The march began at 11 a.m. at Booker T. Washington Senior High School located at 1200 Northwest 6th Avenue and headed to the Miami-Dade School Board.

The march comes after the Florida Board of Education approved new African American history standards that were blasted by a state teachers' union as a “step backward.”

According to state documents and officials, a 13-member group was formed from a pool of 40 applicants to set the new standards. The search for these members started in August 2022. 

NBC6;s Steve Litz has more on the latest protest against the policy by the DeSantis administration.

As part of the new standards, Florida’s public schools will teach students that some Black people benefited from slavery because it taught them useful skills.

The Florida State Board of Education’s new standards includes controversial language about how “slaves developed skills which, in some instances, could be applied for their personal benefit,” according to a 216-page document about the state’s 2023 standards in social studies, posted by the Florida Department of Education.

Other language that has drawn the ire of some educators and education advocates includes teaching about how Black people were also perpetrators of violence during race massacres.

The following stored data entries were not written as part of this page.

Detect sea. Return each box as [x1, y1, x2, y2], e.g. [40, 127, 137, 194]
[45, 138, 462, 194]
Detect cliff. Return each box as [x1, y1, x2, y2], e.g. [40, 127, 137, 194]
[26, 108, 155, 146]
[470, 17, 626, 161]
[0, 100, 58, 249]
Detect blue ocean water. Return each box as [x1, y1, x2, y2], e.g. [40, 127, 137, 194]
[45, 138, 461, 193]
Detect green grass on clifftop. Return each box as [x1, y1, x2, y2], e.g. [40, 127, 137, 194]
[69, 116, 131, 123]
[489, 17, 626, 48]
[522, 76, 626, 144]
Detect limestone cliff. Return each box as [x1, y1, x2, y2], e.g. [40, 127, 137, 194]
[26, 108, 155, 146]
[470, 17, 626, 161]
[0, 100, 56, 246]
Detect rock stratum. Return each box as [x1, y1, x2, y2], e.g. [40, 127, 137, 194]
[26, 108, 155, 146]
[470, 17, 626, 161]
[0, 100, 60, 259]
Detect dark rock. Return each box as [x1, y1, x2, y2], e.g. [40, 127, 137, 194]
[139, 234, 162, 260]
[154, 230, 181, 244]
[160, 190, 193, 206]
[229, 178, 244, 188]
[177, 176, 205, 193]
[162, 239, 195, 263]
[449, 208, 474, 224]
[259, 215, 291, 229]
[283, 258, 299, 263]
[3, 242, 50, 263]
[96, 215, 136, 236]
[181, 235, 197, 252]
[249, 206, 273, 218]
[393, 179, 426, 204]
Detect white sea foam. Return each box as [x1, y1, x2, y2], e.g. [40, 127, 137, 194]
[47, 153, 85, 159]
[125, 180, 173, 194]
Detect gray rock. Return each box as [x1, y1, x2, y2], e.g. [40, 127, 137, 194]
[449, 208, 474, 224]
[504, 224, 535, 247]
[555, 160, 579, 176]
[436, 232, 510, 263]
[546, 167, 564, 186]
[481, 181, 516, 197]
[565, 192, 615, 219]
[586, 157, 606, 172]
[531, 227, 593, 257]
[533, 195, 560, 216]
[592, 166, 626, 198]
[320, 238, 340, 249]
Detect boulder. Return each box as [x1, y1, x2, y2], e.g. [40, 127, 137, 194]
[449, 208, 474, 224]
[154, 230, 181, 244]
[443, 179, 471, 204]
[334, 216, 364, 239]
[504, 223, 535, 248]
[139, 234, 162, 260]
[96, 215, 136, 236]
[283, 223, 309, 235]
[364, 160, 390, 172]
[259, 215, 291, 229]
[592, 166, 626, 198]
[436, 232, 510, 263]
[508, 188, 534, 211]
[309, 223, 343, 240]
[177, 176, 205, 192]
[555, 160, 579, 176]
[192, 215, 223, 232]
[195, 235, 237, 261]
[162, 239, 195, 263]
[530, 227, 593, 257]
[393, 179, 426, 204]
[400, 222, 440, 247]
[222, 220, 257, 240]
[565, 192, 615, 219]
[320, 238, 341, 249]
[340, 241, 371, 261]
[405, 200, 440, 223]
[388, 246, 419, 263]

That language says, “Instruction includes acts of violence perpetrated against and by African Americans but is not limited to 1906 Atlanta Race Riot, 1919 Washington, D.C. Race Riot, 1920 Ocoee Massacre, 1921 Tulsa Massacre and the 1923 Rosewood Massacre.”

On his presidential campaign trail, Gov. Ron DeSantis has touted Florida's new public school curriculum on Black history.

"I think it's very clear that these guys did a good job with those standards," DeSantis said. "It wasn't anything that was politically motivated. These are serious scholars."

DeSantis has repeatedly defended the new language while insisting that his critics are intentionally misinterpreting one line of the sweeping curriculum.

Some opponents to the changes said this language “waters down” a dark period in our country’s history.

During a trip to Jacksonville, in an effort to assail Republican efforts to overhaul educational standards, Vice President Kamala Harris said extremists want to “replace history with lies."

“How is it that anyone could suggest that in the midst of these atrocities that there was any benefit to being subjected to this level of dehumanization?” Harris asked.

While she did not mention DeSantis by name, she instead referred to the state's “so-called leaders.”

U.S. Sen. Tim Scott of South Carolina, who is also running for president in 2024, has also spoken out against DeSantis for supporting the new standards.

“What slavery was really about was separating families, about mutilating humans and even raping their wives. It was just devastating,” Scott, the sole Black Republican in the Senate, told reporters on Thursday after a town hall in Ankeny. “So I would hope that every person in our country — and certainly running for president — would appreciate that.”